One sad side effect of all of this is that today’s rabid adherence to political correctness means that few psychologists, psychiatrists or medical professionals can suggest that homosexuality is anything less than normal. But even more troubling than this is that many young people are being ushered down the road of active homosexual behavior because people around them want them to feel happy. These do gooders do not stop to think of the damage they are actually doing.

In many cases, possibly most cases, the person who experiences same-sex attraction, gender confusion, or other feelings or symptoms embraced by the LGBT community, feels these things due to trauma they have suffered in the past. Maybe it was a troubled relationship with a parent, or worse, maybe it was being victimized by a child molester. One would think that mental health professionals would do al they can to help the child or adult patient heal from the past trauma and help them live a healthy life, but this does not seem to be of interest to many mental health professionals and the policy makers who are trying to ban therapy which can help people with unwanted same-sex attraction and gender dysphoria.

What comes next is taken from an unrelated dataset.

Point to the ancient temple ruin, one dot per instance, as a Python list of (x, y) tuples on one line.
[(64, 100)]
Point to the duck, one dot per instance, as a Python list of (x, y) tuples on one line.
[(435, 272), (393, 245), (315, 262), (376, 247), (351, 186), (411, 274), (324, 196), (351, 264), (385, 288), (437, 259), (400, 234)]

Thankfully mental health professionals do not take the same approach with the treatment of anorexia and other eating disorders.

What was once classified as a mental disorder, is in many cases a symptom because it is caused by childhood trauma. However, it is a disorder many therapists do not want to treat and one which many therapists are prevented from treating  under penalty of law.

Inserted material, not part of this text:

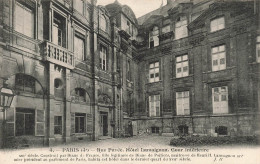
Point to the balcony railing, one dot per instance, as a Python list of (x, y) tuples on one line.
[(58, 55)]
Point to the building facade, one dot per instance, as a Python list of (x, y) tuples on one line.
[(85, 72)]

In the, oh so conservative, State of Nebraska, there was recently a bill which several progressive liberal senators attempted to pass. That bill made it a crime to not only provide talk therapy as a licensed counselor, but a criminal act for parents to take their child to a therapist who would help the child overcome unwanted same-sex attraction or gender confusion. One of those state senators, Tony Vargas, recently ran for Congress, and was narrowly defeated by conservative Don Bacon. Thankfully Tony Vargas was unsuccessful in that bid, but Nebraskans need to remember that he once co-sponsored a bill which would have criminalized parents’ decisions to seek mental health care for their child. A number of states have actually passed bills which do this, though I don’t know how many tried to make parents into criminals.

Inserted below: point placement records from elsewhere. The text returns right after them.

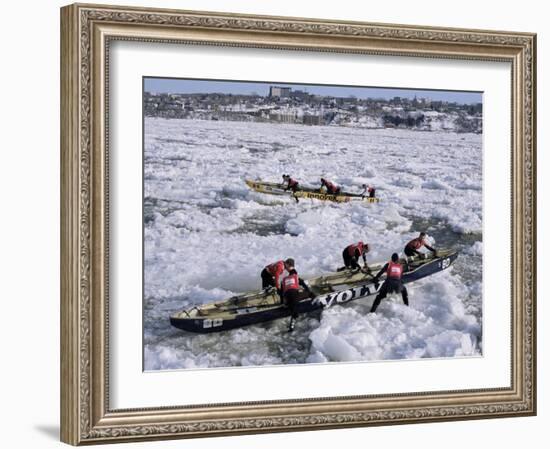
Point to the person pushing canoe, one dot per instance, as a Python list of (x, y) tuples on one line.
[(290, 288), (291, 184), (369, 190), (392, 284), (353, 252), (330, 187), (271, 275), (411, 249)]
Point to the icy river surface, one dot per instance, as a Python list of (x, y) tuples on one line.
[(207, 237)]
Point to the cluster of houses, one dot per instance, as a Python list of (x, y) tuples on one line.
[(284, 105)]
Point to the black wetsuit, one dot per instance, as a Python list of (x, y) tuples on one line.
[(292, 297), (351, 261), (268, 280), (390, 285), (410, 250)]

Where was the public outcry when the Nebraska Legislature was trying to criminalize parents and mental health professionals for trying to help children overcome unwanted same-sex attraction and gender dysphoria? Maybe there wasn’t much public outcry because the vast majority of Nebraskans understand that this shouldn’t be a crime and that few Nebraska senators were going to vote to make it one.

In 2023, we saw an enormous amount of outcry (on the floor of the Legislature by a few) and in the rotunda by dozens more (most of whom were probably not Nebraska residents) when the Legislature started to take positive action to correct the perception of activists who want to experiment on children. There was bizarre behavior, wailing, gnashing of teeth, and downright childish meltdown fits, and I am just talking about the floor of the Legislature during “debate”. There was a lot of misinformation too, which still continues.

As a result, several concessions were made, and bills were passed. The bills were not as solid as they should have been, but it was a start.

It is good to see that what worked on the APA in 1970, did not work as well on Nebraska’s state senators in 1973.

However, we have a long way to go. We have to convince mental health providers that it is not only okay, but wise to look to the root causes of their patient’s same-sex attraction, gender dysphoria, or other symptom which places them, seemingly, in the LGBT community. And this treatment needs to keep an open mind toward the possibility that the patient may not end up staying in the LGBT community after treatment is provided.